In the end, all I could say was, “These don’t taste like CoCo Sala’s homemade marshmallows.” *insert frowny face here* So here’s my plea…CoCo Sala…will you help me make better homemade marshmallows? I want them! I need them! I neeeeeeed them by this winter! For mexican hot chocolate! For sweet potato pie! For my hormonal candy binges!
PS – This is recipe fail, numero dos here at One Bite At A Time. Mark it.
Oil bottom and sides of a 13- by 9- by 2-inch rectangular metal baking pan and dust bottom and sides with some confectioners’ sugar.
In bowl of a standing electric mixer or in a large bowl sprinkle gelatin over cold water and let stand to soften.
In a 3-quart heavy saucepan cook granulated sugar, corn syrup, hot water, and salt over low heat, stirring with a wooden spoon, until sugar is dissolved. Increase heat to moderate and boil mixture, without stirring, until a candy or digital thermometer registers 240°F., about 12 minutes. Remove pan from heat and pour sugar mixture over gelatin mixture, stirring until gelatin is dissolved.
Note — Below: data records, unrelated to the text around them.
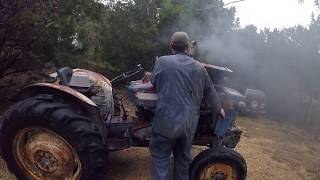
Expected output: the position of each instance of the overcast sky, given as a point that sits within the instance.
(274, 13)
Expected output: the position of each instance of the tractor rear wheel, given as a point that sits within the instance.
(218, 164)
(46, 137)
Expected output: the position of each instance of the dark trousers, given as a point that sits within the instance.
(161, 149)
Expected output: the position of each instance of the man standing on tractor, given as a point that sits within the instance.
(181, 84)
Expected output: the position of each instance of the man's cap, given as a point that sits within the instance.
(180, 39)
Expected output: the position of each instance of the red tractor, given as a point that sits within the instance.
(65, 129)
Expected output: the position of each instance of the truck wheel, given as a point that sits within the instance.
(45, 137)
(218, 164)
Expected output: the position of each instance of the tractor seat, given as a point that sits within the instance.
(65, 75)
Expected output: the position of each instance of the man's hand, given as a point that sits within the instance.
(222, 114)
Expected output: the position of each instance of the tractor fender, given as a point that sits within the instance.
(63, 91)
(66, 93)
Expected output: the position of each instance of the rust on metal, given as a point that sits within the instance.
(103, 89)
(65, 89)
(42, 155)
(218, 171)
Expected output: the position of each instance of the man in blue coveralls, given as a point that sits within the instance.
(181, 83)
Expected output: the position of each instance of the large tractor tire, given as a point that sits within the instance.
(218, 164)
(46, 137)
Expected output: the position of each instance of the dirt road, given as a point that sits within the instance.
(272, 151)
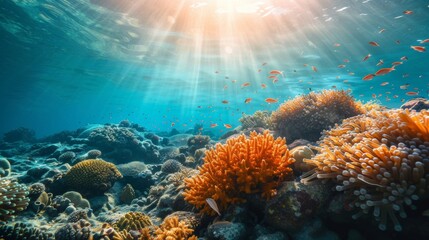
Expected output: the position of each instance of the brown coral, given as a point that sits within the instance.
(173, 229)
(380, 160)
(306, 116)
(132, 221)
(92, 176)
(239, 167)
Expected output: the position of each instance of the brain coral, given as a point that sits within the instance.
(380, 160)
(13, 198)
(93, 175)
(307, 116)
(240, 167)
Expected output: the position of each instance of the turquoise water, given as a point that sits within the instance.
(159, 63)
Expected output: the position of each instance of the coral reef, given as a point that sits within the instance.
(92, 176)
(13, 198)
(5, 167)
(132, 221)
(380, 160)
(171, 166)
(307, 116)
(238, 168)
(20, 231)
(172, 228)
(259, 119)
(79, 230)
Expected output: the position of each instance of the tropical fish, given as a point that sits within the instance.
(368, 77)
(246, 84)
(314, 68)
(384, 71)
(375, 44)
(419, 48)
(212, 203)
(271, 100)
(366, 57)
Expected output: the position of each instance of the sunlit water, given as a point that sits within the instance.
(167, 64)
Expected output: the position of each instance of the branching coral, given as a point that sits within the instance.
(307, 116)
(380, 160)
(13, 198)
(94, 175)
(239, 167)
(173, 229)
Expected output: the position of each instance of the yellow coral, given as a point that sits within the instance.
(132, 221)
(380, 160)
(173, 229)
(307, 116)
(239, 167)
(93, 175)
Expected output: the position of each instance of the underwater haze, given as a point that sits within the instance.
(172, 64)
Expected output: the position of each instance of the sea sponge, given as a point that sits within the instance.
(132, 221)
(306, 116)
(92, 176)
(379, 160)
(21, 231)
(172, 228)
(13, 198)
(241, 166)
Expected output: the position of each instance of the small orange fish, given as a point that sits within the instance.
(419, 48)
(375, 44)
(275, 72)
(314, 68)
(366, 57)
(271, 100)
(213, 205)
(384, 71)
(246, 84)
(368, 77)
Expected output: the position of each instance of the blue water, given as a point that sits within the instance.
(65, 64)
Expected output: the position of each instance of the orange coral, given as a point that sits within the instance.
(239, 167)
(173, 229)
(307, 116)
(380, 160)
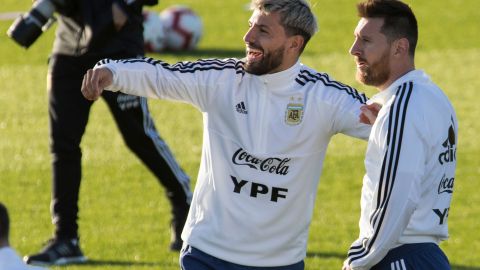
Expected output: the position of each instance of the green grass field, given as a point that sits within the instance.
(124, 215)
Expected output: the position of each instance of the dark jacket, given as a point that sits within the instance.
(85, 27)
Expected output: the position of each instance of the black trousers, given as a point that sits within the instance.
(69, 111)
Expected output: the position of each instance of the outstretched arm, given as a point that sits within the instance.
(94, 81)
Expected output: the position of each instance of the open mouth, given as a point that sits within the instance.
(254, 55)
(361, 63)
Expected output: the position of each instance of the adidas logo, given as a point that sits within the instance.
(240, 107)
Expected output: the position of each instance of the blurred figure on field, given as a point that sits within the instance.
(9, 259)
(411, 155)
(88, 31)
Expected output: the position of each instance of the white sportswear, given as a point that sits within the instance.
(264, 143)
(410, 170)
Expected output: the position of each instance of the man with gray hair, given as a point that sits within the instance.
(267, 123)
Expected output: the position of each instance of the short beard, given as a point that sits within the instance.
(269, 62)
(378, 73)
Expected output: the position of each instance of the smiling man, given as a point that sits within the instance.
(267, 122)
(411, 155)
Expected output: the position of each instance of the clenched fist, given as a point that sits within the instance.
(94, 81)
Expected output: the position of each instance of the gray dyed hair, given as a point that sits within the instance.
(295, 16)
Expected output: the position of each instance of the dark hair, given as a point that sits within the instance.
(4, 222)
(399, 20)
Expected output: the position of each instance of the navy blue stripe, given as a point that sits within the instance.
(394, 158)
(191, 67)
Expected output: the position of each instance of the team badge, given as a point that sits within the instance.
(294, 114)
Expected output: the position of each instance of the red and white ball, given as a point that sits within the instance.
(183, 28)
(153, 32)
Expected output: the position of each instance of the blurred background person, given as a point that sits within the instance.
(88, 31)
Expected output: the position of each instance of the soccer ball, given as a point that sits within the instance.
(183, 28)
(153, 32)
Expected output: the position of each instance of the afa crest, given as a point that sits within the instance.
(294, 114)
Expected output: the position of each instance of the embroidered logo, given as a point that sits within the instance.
(240, 107)
(450, 153)
(294, 114)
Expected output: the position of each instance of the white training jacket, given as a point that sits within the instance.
(264, 143)
(410, 170)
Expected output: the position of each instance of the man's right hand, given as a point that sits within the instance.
(94, 81)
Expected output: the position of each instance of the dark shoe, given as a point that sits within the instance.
(180, 214)
(57, 252)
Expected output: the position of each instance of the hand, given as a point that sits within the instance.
(369, 113)
(94, 81)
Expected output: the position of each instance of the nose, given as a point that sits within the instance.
(355, 49)
(249, 36)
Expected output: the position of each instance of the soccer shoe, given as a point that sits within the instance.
(179, 217)
(57, 252)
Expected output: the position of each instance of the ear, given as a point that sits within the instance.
(296, 43)
(401, 47)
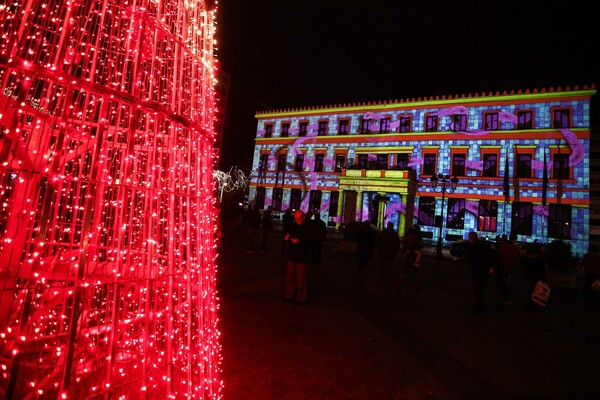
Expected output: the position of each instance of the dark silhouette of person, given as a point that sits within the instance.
(479, 258)
(267, 226)
(296, 281)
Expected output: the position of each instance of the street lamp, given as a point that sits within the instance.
(442, 180)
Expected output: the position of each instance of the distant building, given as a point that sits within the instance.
(375, 161)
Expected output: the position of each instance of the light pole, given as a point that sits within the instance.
(442, 180)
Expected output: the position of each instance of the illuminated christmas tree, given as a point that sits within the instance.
(107, 273)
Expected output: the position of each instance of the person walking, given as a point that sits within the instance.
(479, 258)
(387, 246)
(267, 226)
(507, 267)
(297, 257)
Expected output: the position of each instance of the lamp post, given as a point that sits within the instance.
(439, 184)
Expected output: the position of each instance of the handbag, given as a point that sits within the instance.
(541, 293)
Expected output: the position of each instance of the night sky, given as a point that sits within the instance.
(283, 54)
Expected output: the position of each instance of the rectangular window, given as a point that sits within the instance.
(277, 198)
(561, 118)
(456, 214)
(268, 130)
(487, 217)
(314, 202)
(295, 199)
(490, 165)
(281, 161)
(259, 200)
(405, 123)
(426, 214)
(524, 165)
(340, 162)
(285, 130)
(363, 161)
(344, 127)
(402, 160)
(491, 121)
(323, 127)
(458, 164)
(431, 123)
(384, 125)
(459, 122)
(522, 218)
(559, 221)
(382, 161)
(429, 164)
(560, 166)
(299, 163)
(524, 119)
(365, 126)
(303, 128)
(319, 162)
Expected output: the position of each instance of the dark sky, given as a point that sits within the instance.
(283, 53)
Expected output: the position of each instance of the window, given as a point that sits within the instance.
(277, 198)
(281, 161)
(490, 165)
(295, 199)
(431, 123)
(340, 162)
(559, 221)
(560, 166)
(456, 214)
(323, 127)
(487, 217)
(458, 164)
(382, 160)
(491, 121)
(402, 160)
(285, 130)
(405, 123)
(299, 163)
(259, 200)
(263, 163)
(459, 122)
(426, 214)
(365, 126)
(268, 130)
(344, 127)
(314, 202)
(429, 164)
(524, 165)
(302, 128)
(522, 218)
(561, 118)
(319, 162)
(384, 125)
(524, 119)
(363, 161)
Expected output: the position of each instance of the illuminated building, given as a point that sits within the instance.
(106, 200)
(374, 161)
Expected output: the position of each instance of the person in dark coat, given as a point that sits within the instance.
(365, 242)
(479, 258)
(297, 258)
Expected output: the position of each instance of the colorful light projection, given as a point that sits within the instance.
(107, 215)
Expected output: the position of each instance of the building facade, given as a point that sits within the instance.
(522, 161)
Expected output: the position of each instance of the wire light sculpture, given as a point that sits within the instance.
(107, 217)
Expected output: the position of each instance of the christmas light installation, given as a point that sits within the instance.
(106, 200)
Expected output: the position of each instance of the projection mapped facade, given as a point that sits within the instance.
(106, 200)
(375, 161)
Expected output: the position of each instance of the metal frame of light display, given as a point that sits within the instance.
(106, 200)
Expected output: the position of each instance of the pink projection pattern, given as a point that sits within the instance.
(107, 217)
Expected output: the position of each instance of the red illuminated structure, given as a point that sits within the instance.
(107, 273)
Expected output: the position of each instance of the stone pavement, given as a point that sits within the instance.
(357, 338)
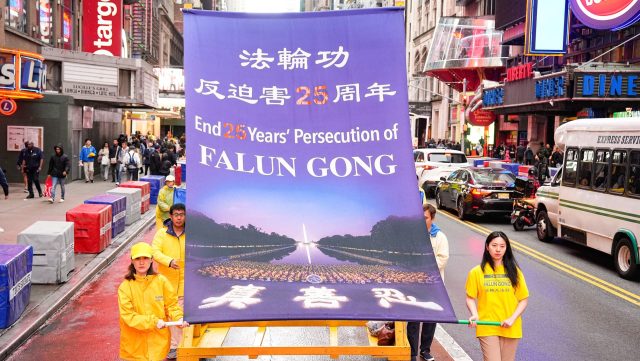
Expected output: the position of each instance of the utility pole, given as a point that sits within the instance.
(463, 142)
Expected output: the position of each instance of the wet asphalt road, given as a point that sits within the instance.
(568, 317)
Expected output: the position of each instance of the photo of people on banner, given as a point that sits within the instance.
(303, 200)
With standing or a hand-held electric mixer beat mixture on high speed until white, thick, and nearly tripled in volume, about 6 minutes if using standing mixer or about 10 minutes if using hand-held mixer. In a large bowl with cleaned beaters beat whites (or reconstituted powdered whites) until they just hold stiff peaks. Beat whites and vanilla into sugar mixture until just combined. Pour mixture into baking pan and sift 1/4 cup confectioners― sugar evenly over top. Chill marshmallow, uncovered, until firm, at least 3 hours, and up to 1 day.
Run a thin knife around edges of pan and invert pan onto a large cutting board. Lifting up 1 corner of inverted pan, with fingers loosen marshmallow and let drop onto cutting board. With a large knife trim edges of marshmallow and cut marshmallow into roughly 1-inch cubes. Sift remaining confectioners’ sugar into a large bowl and add marshmallows in batches, tossing to evenly coat. Marshmallows keep in an airtight container at cool room temperature 1 week.